After ten years of palaver, they can no longer take the shenanigans of the Islamists of Enhada.

The lifting of parliamentary immunity was one of the consolations of a summer without tourists.

Above all, they are tired of the general slump, growth at half mast, inflation at 6%, unemployment at 18%, the deficit which is widening, the poverty which extends.

The political, economic and social crisis which brought the country to a halt.

The Covid which brings him to his knees.

Thousands of SMEs are about to file for bankruptcy.

Officials fear they will no longer receive their salary.

In the interior of the country, the demonstrations turn to riot.

The unions are overwhelmed, the political parties discredited.

And the government in the trap calls for help from the IMF for a new aid program, the 4th in ten years.

He needs four billion by the end of the year.

During this time, the President who has taken all the powers and who obviously does not know anything about the economy is concentrating on his project.

Alone in his palace, Robocop imagines a new constitution.

The ambassadors of the G7 countries and those of the European Union called on Friday for a rapid return to democratic institutions.

Donors are getting impatient.

Kais Saied has exhausted his credit.

This calendar of institutional reforms is his answer.

He wanted to unveil it next Friday.

Because ten years ago exactly, it all started that day with the sacrificial suicide of a young street vendor, Mohamed Bouazizi.

The President wants to make it the anniversary of the revolution, instead of January 14, the day Ben Ali fled.

According to him, celebrating the fall of the tyrant is not appropriate because the revolution is still going on.
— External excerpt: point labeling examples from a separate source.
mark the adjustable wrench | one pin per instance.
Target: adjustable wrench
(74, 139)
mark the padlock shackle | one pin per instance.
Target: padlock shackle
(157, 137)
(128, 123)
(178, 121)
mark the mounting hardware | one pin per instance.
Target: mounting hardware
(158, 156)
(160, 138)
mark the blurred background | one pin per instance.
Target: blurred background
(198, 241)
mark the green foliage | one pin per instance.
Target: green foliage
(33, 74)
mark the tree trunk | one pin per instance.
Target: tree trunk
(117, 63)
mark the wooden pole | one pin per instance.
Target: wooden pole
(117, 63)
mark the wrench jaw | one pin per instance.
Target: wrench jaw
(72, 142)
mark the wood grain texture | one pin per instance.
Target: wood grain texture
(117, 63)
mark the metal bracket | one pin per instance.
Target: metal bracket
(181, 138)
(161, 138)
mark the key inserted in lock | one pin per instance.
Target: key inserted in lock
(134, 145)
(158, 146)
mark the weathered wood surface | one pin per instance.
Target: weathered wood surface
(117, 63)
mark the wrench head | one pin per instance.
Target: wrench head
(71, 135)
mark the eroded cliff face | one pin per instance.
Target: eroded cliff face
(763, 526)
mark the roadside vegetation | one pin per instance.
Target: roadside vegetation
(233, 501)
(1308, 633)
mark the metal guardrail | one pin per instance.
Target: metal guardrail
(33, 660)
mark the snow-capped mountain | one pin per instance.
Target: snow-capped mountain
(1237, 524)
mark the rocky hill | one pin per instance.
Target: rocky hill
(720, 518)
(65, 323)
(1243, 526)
He says "unfortunately the revolution has been hijacked to exclude the people".

It's a familiar tune.

He adds that it is now necessary to achieve "the accomplishment of the revolutionary explosion".

It will be his great work.

This kind of arabesque reminds those who knew him of Colonel Gaddafi.

I interviewed him, it was his last TV.

The gaze fixed like Kaies Saied, he delivered the same kind of sentences, in the same tone… we vaguely understand but we stay very far from reality.

For Gaddafi, reality quickly imposed itself, a formidable armada gathered in the open sea.

For Kaies Saed, it is the social explosion that threatens.

He proposes to convene from January of popular consultations… To discuss constitutional and electoral amendments… And a referendum in the summer.

It also recalls the Libyan Jamahiriya, the state of the masses ... Gaddafi was proud of his popular committees, this direct democracy so superior to the stupid liberal system of parliamentary democracy.

The popular committee is the fixed idea of ​​the advisor to the Tunisian president, a still Marxist intellectual.

For another year, Kaies Saied wants to continue ruling by decree.

As he has also taken judicial power, he will continue to hunt down thieves, the rich and the corrupt, as he is already doing to 500 businessmen accused of embezzlement under Ben Ali.

On board the Titanic, the captain is staying the course.

He has put the crew to the bottom of the hold but is willing to consult the passengers to obtain a plebiscite.

All of this risks ending like the raft of the medusa.